接し方が一番難しい少年期を通り過ぎると、もう親が必死に家で笑わせる事のお役目は終わり子供は勝手に友達と楽しく語らい、仲間を作って行きます。それからの家庭は安穏を保ってあげる事が大切です。
「母は愛する者の太陽であれ」私は長男が生まれてから23年、次男が生まれてから18年この言葉をいつも胸に子育てに挑んで来ました。

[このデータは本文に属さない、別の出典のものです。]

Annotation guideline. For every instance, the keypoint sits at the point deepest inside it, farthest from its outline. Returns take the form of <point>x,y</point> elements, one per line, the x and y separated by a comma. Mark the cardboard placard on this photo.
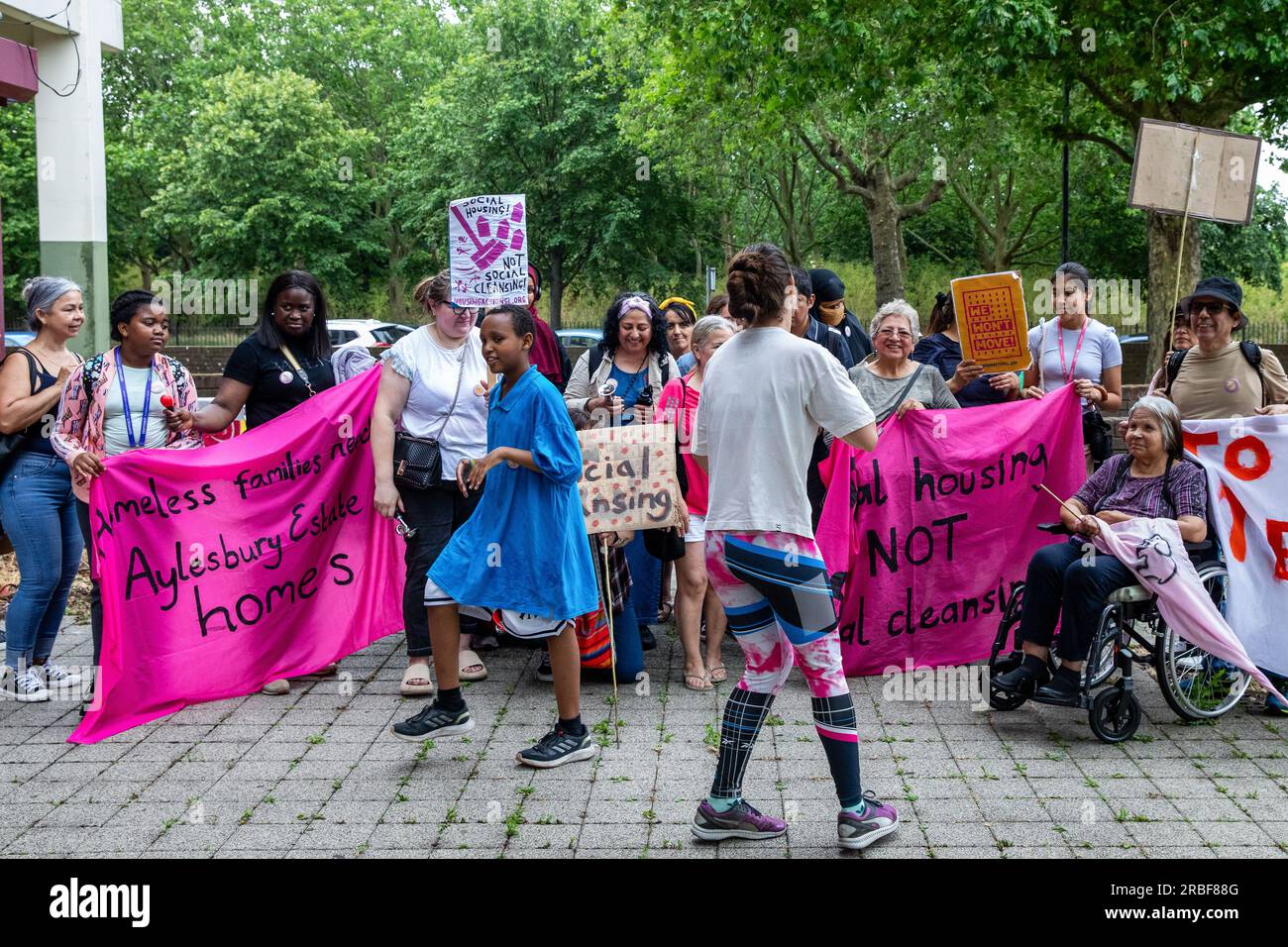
<point>488,243</point>
<point>992,320</point>
<point>627,476</point>
<point>1207,172</point>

小さな社会(家庭)の環境がどれだけ子供の心に影響するかを私自身が幼い時から嫌と言う程経験しました。母を憎んで、母にされた事を子供にもしてやろう・・ともしも思っていたら今はないです。
私自身が「この子達の子育てを大いに楽しんで大いに笑おう」と思って、今日を迎えました。23年前には想像もできなかった今日ですが、この上ない安穏を感じます。それはなぜか?今は反対に子供が私を腹の底から笑わせてくれるからです。
質の良い「笑」をたくさん経験する事で、子供は心が優しく、強く、たくましく成長し、更に他人を楽しく安穏にさせる素晴らしいパワーが備わるのです。